Despite an endorsement from the USPTO, a decision on the infringement case by the U.S. Court of Appeals is still pending.

TiVo's patent-infringement case against EchoStar got a boost from the U.S. Patent and Trademark Office, which found that TiVo's "time warp" patent is valid.

TiVo sued EchoStar in 2004, claiming the satellite TV company stole TiVo's digital video recorder technology for pausing, fast forwarding, and rewinding live TV shows. A U.S. District Court ruled against EchoStar, and the case is pending before the U.S. Court of Appeals.

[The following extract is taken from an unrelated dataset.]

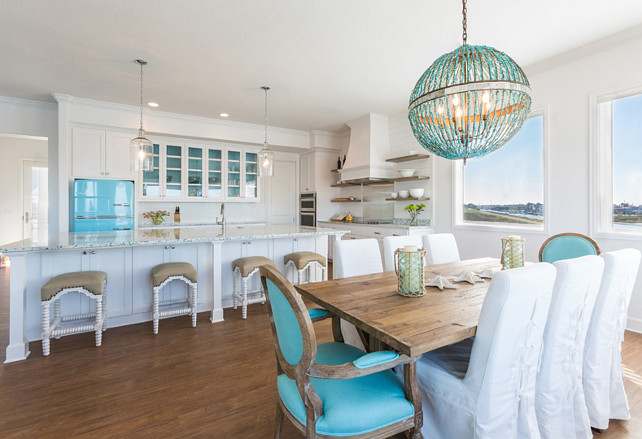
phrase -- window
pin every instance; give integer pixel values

A statement from EchoStar was not immediately available on Friday, but TiVo said the patent office's decision bolsters its case. "This decision by the PTO is final and not appealable by EchoStar," TiVo said in a statement. "Today's decision by the PTO brings us another step closer to ending EchoStar's continued infringement, and we are hopeful that the United States Court of Appeals for the Federal Circuit will uphold the district court judgment of patent infringement."

TiVo pioneered the digital video recorder, which is now offered by cable and satellite TV companies, and telecom service providers. While TiVo once stood alone in the market, it now faces stiff competition from rivals Cisco Systems, Scientific-Atlanta, and Motorola.

A federal court jury awarded TiVo about $74 million in damages plus interests, and found that EchoStar had willfully infringed on TiVo's patent. The court ordered EchoStar to stop deploying its DVR service to new and existing customers.

EchoStar appealed the decision and won a temporary stay of the ruling from the appellate court. While the original decision should entice other companies to enter into commercial agreements with TiVo, there's no guarantee the final decision will favor TiVo, Zacks Equity Research said in its analyst's blog. "If the decision is overturned, we think TiVo's valuation multiples and stock price will be negatively affected," the firm said.

Cable and satellite providers started offering DVRs more than three years ago, causing TiVo's market share to shrink. To make up for the loss in subscribers, TiVo is expanding into other markets by linking its DVR to Internet video and other services; and offering advertisers data based on its subscribers' viewing habits.